Reputation: 485
Take this Testcafe code:
test
.page('https://testsite.com')
('button hidden after clicked', async t => {
await t
.expect(await Selector('button.cc-banner__button-accept').visible).ok({ timeout: 5000 })
.setNativeDialogHandler(() => true)
.click(await Selector('button.cc-banner__button-accept'))
.expect(await Selector('button.cc-banner__button-accept').visible).notOk({ timeout:1000 });
The above fails when Testcafe runs.
However, the code below passes:
test
.page('https://testsite.com')
('button hidden after clicked', async t => {
await t
.expect(await Selector('button.cc-banner__button-accept').visible).ok({ timeout: 5000 })

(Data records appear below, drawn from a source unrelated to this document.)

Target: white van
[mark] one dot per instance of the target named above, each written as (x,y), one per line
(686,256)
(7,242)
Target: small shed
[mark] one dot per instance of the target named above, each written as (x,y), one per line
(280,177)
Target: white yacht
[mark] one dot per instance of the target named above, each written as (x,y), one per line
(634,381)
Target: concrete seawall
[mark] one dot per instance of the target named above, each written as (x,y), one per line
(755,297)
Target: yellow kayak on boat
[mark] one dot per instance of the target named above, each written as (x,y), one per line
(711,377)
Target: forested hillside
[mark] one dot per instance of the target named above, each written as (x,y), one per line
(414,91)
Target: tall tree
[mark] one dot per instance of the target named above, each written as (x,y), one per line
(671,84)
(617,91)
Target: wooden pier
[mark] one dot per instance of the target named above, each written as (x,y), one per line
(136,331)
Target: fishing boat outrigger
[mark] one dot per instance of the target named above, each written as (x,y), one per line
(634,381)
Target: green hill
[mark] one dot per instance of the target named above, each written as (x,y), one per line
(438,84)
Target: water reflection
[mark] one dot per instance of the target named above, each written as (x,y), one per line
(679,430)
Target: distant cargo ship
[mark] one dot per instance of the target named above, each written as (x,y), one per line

.setNativeDialogHandler(() => true)
.click(await Selector('button.cc-banner__button-accept'));
await t
.expect(await Selector('button.cc-banner__button-accept').visible).notOk({ timeout:1000 });
Why is this? Any ideas?
Upvotes: 1
Views: 203
Reputation: 1047
JS evaluates the real element value for Selector
at the time of chain compiling. (JS works in this way). It means that the first test you evaluate calculates await Selector('button.cc-banner__button-accept').visible
for the whole chain only once and then this value is used for checking. Since you get the value only once, the test fails as expected. You should remove await
inside, before Selector
inside assertions, as you can see in CLI warnings.